By this time I saw how things were going: wine and music were making most
of the amateurs wild. Particularly Toad-in-the-hole, though considerably
above a hundred years old, was getting as vicious as a young leopard. It
was a fixed impression with the company that he had murdered the reporter
in the year 1812; since which time (viz. twenty-six years) "ille reporter"
had been constantly reported "Non est inventus." Consequently, the glee
about himself, which of itself was most tumultuous and jubilant, carried
him off his feet. Like the famous choral songs amongst the citizens of
Abdera, nobody could hear it without a contagious desire for falling back
into the agitating music of "Et interrogatum est a Toad-in-the-hole," &c.
I enjoined vigilance upon my assessors, and the business of the evening
proceeded.
The next toast was--_The Jewish Sicarii_.
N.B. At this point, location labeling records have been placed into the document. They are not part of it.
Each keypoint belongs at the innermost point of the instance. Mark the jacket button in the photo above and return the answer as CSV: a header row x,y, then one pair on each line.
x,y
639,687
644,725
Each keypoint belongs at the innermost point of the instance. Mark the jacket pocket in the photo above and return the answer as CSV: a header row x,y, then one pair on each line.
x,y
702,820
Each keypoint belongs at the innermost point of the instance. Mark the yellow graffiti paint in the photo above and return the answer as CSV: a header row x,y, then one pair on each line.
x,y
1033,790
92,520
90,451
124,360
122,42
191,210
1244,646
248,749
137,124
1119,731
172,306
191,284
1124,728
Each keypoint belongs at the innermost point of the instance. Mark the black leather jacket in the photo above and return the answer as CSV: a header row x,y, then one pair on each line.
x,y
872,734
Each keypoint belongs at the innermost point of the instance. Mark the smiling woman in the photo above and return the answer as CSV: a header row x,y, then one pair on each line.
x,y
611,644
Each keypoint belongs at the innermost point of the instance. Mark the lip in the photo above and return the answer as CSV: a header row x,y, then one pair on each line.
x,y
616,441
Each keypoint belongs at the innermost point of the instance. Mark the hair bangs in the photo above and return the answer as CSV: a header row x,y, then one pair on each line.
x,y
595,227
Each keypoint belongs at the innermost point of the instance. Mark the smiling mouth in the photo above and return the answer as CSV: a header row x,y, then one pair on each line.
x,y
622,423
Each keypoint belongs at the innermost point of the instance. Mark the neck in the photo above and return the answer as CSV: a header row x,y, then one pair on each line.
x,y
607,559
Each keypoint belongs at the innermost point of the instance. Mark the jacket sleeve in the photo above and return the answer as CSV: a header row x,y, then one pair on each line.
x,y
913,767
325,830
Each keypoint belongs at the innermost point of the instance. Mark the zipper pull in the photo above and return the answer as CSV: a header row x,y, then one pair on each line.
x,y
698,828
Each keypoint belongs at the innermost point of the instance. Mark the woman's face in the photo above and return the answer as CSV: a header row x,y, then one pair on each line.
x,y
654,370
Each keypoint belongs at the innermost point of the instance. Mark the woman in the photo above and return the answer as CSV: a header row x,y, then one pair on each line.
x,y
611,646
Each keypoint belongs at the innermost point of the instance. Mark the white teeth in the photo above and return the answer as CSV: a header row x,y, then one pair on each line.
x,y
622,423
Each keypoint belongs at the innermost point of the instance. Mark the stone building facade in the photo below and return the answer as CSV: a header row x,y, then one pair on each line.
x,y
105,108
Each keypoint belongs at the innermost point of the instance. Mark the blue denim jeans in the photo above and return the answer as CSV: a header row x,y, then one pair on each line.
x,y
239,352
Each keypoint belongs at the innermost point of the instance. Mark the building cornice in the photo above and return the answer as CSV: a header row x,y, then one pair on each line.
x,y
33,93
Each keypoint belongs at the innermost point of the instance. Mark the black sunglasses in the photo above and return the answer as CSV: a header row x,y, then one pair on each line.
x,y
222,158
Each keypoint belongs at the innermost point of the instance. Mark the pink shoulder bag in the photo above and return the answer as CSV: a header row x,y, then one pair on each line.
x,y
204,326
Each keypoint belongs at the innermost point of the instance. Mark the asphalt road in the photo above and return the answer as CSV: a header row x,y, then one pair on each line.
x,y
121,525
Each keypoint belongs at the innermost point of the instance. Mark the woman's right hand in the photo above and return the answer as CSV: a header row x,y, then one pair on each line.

Upon which I made the following explanation to the company:--"Gentlemen,
I am sure it will interest you all to hear that the assassins, ancient as
they were, had a race of predecessors in the very same country. All over
Syria, but particularly in Palestine, during the early years of the Emperor
Nero, there was a band of murderers, who prosecuted their studies in a very
novel manner. They did not practise in the night-time, or in lonely places;
but justly considering that great crowds are in themselves a sort of
darkness by means of the dense pressure and the impossibility of finding
out who it was that gave the blow, they mingled with mobs everywhere;
particularly at the great paschal feast in Jerusalem; where they actually
had the audacity, as Josephus assures us, to press into the temple,--and
whom should they choose for operating upon but Jonathan himself, the
Pontifex Maximus? They murdered him, gentlemen, as beautifully as if they
had had him alone on a moonless night in a dark lane. And when it was
asked, who was the murderer, and where he was"--
"Why, then, it was answered," interrupted Toad-in-the-hole, "_Non est
inventus_." And then, in spite of all I could do or say, the
orchestra opened, and the whole company began--"Et interrogatum est a
Toad-in-the-hole--Ubi est ille Sicarius? Et responsum est ab omnibus--_Non
est inventus_."
When the tempestuous chorus had subsided, I began again:--"Gentlemen, you
will find a very circumstantial account of the Sicarii in at least three
different parts of Josephus; once in Book XX. sect. v. c. 8, of his
_Antiquities_; once in Book I. of his _Wars_: but in sect. 10 of the
chapter first cited you will find a particular description of their
tooling. This is what he says--'They tooled with small scymetars not much
different from the Persian _acinacae_, but more curved, and for all the
world most like the Roman sickles or _sicae_.' It is perfectly magnificent,
gentlemen, to hear the sequel of their history. Perhaps the only case
on record where a regular army of murderers was assembled, a _justus
exercitus_, was in the case of these _Sicarii_. They mustered in such
strength in the wilderness, that Festus himself was obliged to march
against them with the Roman legionary force."